À titre de comparaison, la dette ontarienne représentait environ le quart (26,6%) du PIB, juste avant la crise financière de 2008, souligne l’analyste Steve Lafleur. Ce n’était pas la province la moins endettée, mais elle s’en sortait beaucoup mieux que sa province voisine, le Québec, qui avait un ratio dette-PIB de 40,6%, dit-il.

Le dernier surplus budgétaire de l'Ontario remonte à l'exercice financier de 2007-2008. Depuis, la province cumule des déficits et, par conséquent, sa dette s'est creusée de plus de 154 milliards en 13 ans.

Aujourd’hui, le ratio dette-PIB de l’Ontario est l’un des plus élevés au pays : il figure au deuxième rang, tout juste derrière Terre-Neuve-et-Labrador (51,3%), selon une récente étude de l’Institut Fraser.

Il ne faut pas paniquer, mais il faut prendre cela au sérieux.

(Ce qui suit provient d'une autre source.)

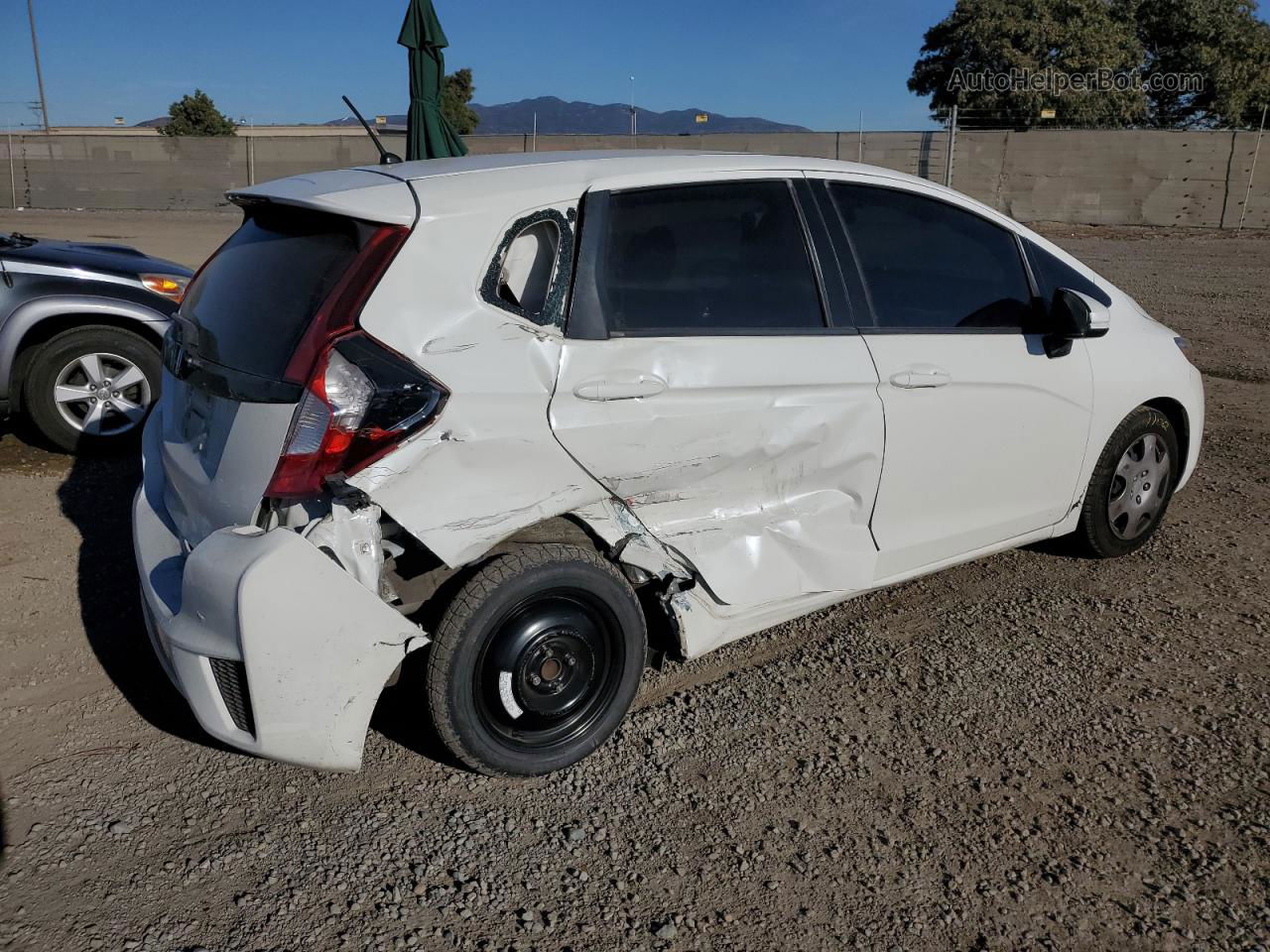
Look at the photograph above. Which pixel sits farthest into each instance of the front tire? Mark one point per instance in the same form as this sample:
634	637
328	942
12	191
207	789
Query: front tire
536	660
1132	485
90	389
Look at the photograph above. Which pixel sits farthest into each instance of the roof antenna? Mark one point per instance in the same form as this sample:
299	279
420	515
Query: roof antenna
386	158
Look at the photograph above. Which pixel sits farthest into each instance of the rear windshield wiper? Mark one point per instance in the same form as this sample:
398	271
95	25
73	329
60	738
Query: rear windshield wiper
17	240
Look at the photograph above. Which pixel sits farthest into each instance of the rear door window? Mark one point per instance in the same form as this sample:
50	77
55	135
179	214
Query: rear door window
929	266
254	298
702	259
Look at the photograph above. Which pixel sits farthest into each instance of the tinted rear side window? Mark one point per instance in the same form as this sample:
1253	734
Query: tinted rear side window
699	259
931	266
254	299
1052	273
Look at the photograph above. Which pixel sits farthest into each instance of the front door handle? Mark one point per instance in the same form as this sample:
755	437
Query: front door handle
620	386
921	376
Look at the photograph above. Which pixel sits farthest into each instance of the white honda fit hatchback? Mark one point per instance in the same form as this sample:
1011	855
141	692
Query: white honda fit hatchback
548	416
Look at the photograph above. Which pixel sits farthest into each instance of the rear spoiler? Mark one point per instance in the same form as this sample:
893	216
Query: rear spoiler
353	193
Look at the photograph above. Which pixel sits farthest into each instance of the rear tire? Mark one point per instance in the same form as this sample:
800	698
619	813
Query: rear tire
89	390
536	660
1132	485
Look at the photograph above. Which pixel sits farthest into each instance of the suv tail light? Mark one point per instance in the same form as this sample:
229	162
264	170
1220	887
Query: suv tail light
362	400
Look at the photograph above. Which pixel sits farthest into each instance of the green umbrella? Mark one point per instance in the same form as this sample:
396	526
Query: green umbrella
429	135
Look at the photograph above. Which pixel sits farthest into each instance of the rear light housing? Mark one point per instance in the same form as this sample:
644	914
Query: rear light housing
362	402
361	398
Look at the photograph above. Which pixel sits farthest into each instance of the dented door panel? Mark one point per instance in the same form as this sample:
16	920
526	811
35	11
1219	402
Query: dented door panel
758	462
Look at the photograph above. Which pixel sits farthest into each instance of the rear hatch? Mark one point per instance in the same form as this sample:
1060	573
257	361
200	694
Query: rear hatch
253	324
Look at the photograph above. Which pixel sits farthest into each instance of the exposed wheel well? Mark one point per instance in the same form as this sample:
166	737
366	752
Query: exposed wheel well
50	327
434	593
1176	414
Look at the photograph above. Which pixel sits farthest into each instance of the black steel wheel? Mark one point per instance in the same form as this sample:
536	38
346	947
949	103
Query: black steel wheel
536	660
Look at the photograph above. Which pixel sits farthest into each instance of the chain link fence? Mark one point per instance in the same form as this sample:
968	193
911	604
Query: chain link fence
1103	177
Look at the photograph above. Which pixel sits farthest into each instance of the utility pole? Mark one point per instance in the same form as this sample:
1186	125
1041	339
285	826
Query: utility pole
1252	172
250	149
13	179
948	162
40	75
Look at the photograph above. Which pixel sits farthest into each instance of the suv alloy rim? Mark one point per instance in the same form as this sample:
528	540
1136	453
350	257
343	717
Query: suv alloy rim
1138	486
102	395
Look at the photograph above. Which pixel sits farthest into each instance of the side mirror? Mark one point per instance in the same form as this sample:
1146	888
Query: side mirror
1076	315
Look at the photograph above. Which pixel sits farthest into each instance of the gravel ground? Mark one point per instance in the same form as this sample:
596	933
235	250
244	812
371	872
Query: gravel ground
1029	752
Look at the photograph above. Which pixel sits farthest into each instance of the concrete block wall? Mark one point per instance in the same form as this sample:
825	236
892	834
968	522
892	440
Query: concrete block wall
1098	177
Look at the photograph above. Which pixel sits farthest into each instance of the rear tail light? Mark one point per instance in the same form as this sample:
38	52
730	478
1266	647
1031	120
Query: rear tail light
362	400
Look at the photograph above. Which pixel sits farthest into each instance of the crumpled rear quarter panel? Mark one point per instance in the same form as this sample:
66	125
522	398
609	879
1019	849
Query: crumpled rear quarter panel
489	465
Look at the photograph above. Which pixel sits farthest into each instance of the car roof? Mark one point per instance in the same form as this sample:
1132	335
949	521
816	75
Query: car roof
608	163
373	191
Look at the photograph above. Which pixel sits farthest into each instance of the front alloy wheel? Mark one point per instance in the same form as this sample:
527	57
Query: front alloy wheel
90	389
1132	484
102	395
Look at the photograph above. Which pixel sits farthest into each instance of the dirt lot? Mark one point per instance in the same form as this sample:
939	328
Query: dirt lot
1030	752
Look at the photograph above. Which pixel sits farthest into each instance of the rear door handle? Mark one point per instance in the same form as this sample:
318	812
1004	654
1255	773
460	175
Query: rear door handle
620	386
921	376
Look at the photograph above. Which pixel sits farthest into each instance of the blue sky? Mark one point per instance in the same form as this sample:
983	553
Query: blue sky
813	62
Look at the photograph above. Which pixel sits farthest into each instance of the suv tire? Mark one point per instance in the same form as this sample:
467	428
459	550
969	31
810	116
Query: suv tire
91	361
536	660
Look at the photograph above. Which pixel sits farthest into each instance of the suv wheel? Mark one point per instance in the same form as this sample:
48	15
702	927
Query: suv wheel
536	660
1130	486
90	389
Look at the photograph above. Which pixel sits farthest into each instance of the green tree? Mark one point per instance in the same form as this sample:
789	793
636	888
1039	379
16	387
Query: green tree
454	95
983	39
197	116
1223	42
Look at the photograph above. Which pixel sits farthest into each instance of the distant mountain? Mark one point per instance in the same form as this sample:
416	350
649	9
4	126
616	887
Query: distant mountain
558	117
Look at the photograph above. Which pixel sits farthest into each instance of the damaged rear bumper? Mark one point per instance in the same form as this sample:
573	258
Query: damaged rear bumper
277	649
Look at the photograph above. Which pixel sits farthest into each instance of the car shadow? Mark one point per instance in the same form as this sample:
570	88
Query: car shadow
402	715
96	498
1061	547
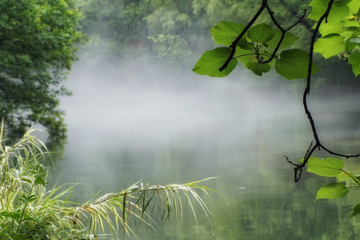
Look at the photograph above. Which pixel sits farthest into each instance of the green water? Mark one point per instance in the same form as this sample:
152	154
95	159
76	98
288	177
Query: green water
259	199
119	134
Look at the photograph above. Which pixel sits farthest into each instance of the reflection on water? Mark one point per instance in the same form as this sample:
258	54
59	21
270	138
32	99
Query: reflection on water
120	134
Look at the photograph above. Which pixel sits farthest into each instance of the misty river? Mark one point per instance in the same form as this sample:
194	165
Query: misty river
163	127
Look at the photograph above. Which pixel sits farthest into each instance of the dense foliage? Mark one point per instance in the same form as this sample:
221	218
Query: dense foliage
260	47
38	42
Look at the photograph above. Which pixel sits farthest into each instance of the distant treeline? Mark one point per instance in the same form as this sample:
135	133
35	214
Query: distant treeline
176	31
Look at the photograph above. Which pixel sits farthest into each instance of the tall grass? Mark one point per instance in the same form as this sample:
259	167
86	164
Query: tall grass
29	211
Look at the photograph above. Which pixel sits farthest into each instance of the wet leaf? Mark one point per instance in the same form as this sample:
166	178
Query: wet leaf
354	60
356	211
328	167
329	46
212	60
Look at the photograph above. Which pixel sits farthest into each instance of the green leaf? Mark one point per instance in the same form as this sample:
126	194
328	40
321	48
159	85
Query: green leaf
332	190
258	68
261	33
337	13
331	28
318	9
293	64
330	45
212	60
244	56
356	211
243	44
339	3
328	167
226	32
350	44
354	60
288	40
354	6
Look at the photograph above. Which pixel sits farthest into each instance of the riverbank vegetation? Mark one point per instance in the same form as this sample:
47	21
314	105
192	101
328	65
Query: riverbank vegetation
28	210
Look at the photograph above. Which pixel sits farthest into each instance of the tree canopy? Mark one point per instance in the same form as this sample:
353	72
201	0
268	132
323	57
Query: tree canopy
38	42
261	46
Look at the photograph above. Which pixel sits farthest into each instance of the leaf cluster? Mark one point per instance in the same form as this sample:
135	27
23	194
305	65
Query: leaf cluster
333	167
259	45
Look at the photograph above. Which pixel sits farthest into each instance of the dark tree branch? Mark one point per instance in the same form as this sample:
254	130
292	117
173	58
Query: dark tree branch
233	45
318	145
294	14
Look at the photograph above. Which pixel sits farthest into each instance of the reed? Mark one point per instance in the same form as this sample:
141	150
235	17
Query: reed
28	210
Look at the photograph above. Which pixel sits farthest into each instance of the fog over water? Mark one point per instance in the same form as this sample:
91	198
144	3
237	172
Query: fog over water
162	126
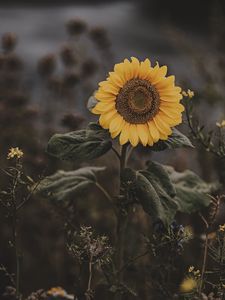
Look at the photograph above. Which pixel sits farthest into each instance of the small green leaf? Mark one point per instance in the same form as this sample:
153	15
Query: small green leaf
162	191
64	185
92	101
192	192
175	140
80	145
144	188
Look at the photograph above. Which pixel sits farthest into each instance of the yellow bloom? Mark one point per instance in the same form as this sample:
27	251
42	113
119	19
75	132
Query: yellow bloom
222	228
188	285
191	269
139	103
189	93
57	291
221	124
15	152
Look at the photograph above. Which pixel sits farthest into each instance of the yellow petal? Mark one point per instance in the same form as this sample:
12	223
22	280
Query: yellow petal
159	74
135	65
116	79
144	69
128	70
106	118
110	88
170	121
116	123
143	133
104	107
162	126
165	83
153	131
133	135
171	98
124	136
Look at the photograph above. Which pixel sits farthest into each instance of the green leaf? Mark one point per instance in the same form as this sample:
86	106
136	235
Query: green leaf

Une citation de :Ricardo Tranjan, économiste et chercheur principal, Centre canadien de politiques alternatives

L’économiste du Centre canadien de politiques alternatives affirme que le gouvernement Ford s’est privé d’importants revenus en accordant des allègements fiscaux et en sortant l’Ontario du marché du carbone commun avec le Québec et la Californie.

L'économiste politique et chercheur principal au Centre canadien de politiques alternatives, Ricardo Tranjan.

Ricardo Tranjan, économiste politique et chercheur principal au Centre canadien de politiques alternatives.

Photo : Radio-Canada / Reno Patry

Il craint que les progressistes-conservateurs reviennent à la charge avec des mesures d’austérité dès que la crise sanitaire s’essoufflera, comme ils l’avaient fait dans leur premier budget.

Des mesures qui visent seulement le déficit et l'équilibre budgétaire, à court terme, ça peut être très dangereux parce que ça peut empêcher une récupération plus globale de l'économie, affirme Ricardo Tranjan.

Un coût politique?

Le gouvernement Ford se trouve dans une situation inconfortable, estime la politologue Stéphanie Chouinard, puisqu'il avait fait de la réduction du déficit son cheval de bataille.

On fait face à une situation un peu paradoxale où on a un gouvernement qui s'est fait donner un mandat de réduire la dette publique et qui se fait dire actuellement par le même électorat qu'il aurait dû dépenser plus dans la dernière année, affirme-t-elle.

La professeure estime, d'une part, que l’électorat pardonnera au gouvernement Ford de ne pas réussir à éliminer le déficit d'ici 2023-2024, compte tenu de la crise actuelle.

Mais d'autre part, elle affirme que bon nombre d'Ontariens auraient souhaité que la province investisse davantage dans des secteurs névralgiques, comme la santé, les soins de longue durée et l’éducation, pour qu’ils soient mieux équipés à faire face à la pandémie.

Stéphanie Chouinard, professeure adjointe au département de sciences politiques du Collège militaire royal du Canada

Stéphanie Chouinard, professeure adjointe au département de sciences politiques du Collège militaire royal du Canada

Photo : Radio-Canada

Les partis d’opposition et des experts ont souvent accusé le gouvernement d’être assis surdes milliards de dollars destinés à la lutte contre la COVID-19. Des affirmations que le gouvernement continue de nier.

Emily Hogeveen, porte-parole du bureau du ministre des Finances, affirme que le budget 2021 offrira des soutiens supplémentaires afin de protéger la santé des gens et soutenir l’économie de l’Ontario, tout en s'appuyant sur les 45 milliards annoncés lors du dernier budget pour atténuer les répercussions du coronavirus.